The fatal flaw in the policy-based security stack
Almost all conventional data security tools are guided by policies, rules or other admin-defined parameters. DLP, EDR, CASB and the like do an excellent job of hunting down, flagging and sometimes even stopping actions based on defined rules and policies. But therein lies the problem: they can only look for what you tell them to look for. The reality is that you can’t think of everything. No one can. You can’t think of every possible way that an insider could take a given file or data type, so they will always be one (or several) steps ahead. (As a side note, there are now many ways of exfiltrating data that traditional DLP solutions simply cannot cover. Traditional DLP focuses on devices and networks; but things like Bluetooth, Airdrop, etc., don’t always show up on either the device or the network.)

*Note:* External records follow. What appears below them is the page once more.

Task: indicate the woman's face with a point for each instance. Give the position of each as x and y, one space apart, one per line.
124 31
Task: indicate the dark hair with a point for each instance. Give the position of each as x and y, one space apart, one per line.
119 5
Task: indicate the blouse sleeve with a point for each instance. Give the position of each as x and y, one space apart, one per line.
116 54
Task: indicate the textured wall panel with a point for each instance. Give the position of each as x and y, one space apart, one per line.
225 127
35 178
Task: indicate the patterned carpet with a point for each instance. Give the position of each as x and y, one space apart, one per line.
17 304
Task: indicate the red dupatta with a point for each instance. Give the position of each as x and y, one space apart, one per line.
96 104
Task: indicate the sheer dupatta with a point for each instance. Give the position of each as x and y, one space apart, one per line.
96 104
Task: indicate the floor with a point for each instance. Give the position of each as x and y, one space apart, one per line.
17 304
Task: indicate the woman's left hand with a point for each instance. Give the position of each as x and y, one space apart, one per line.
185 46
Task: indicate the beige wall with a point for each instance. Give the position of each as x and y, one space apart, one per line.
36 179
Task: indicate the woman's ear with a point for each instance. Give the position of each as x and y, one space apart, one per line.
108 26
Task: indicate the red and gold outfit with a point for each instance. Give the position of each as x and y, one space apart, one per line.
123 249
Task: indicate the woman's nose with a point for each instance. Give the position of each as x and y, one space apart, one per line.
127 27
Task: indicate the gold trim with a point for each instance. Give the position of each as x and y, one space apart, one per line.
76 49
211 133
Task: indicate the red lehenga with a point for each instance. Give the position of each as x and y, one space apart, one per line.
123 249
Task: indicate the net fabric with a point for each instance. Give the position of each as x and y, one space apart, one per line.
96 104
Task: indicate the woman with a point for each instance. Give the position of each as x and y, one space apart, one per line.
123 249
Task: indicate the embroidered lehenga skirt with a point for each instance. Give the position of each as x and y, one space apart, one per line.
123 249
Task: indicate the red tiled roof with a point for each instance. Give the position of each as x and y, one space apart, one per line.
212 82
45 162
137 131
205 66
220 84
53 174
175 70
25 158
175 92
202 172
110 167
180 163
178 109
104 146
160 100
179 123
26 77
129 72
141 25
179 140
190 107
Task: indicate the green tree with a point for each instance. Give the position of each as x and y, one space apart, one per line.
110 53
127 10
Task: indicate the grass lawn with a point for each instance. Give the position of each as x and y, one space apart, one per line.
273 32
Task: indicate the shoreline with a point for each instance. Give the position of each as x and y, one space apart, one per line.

Moreover, a lot of companies think their tools are focused on the right files and the right data. But users create new files every day, and the dynamic nature of modern work means that a given file can go from a low-value work-in-progress to a highly sensitive innovation-in-progress within the course of a single day. It’s almost impossible to think of (and stay current with) all the valuable, sensitive and vulnerable files and data types across your entire organization.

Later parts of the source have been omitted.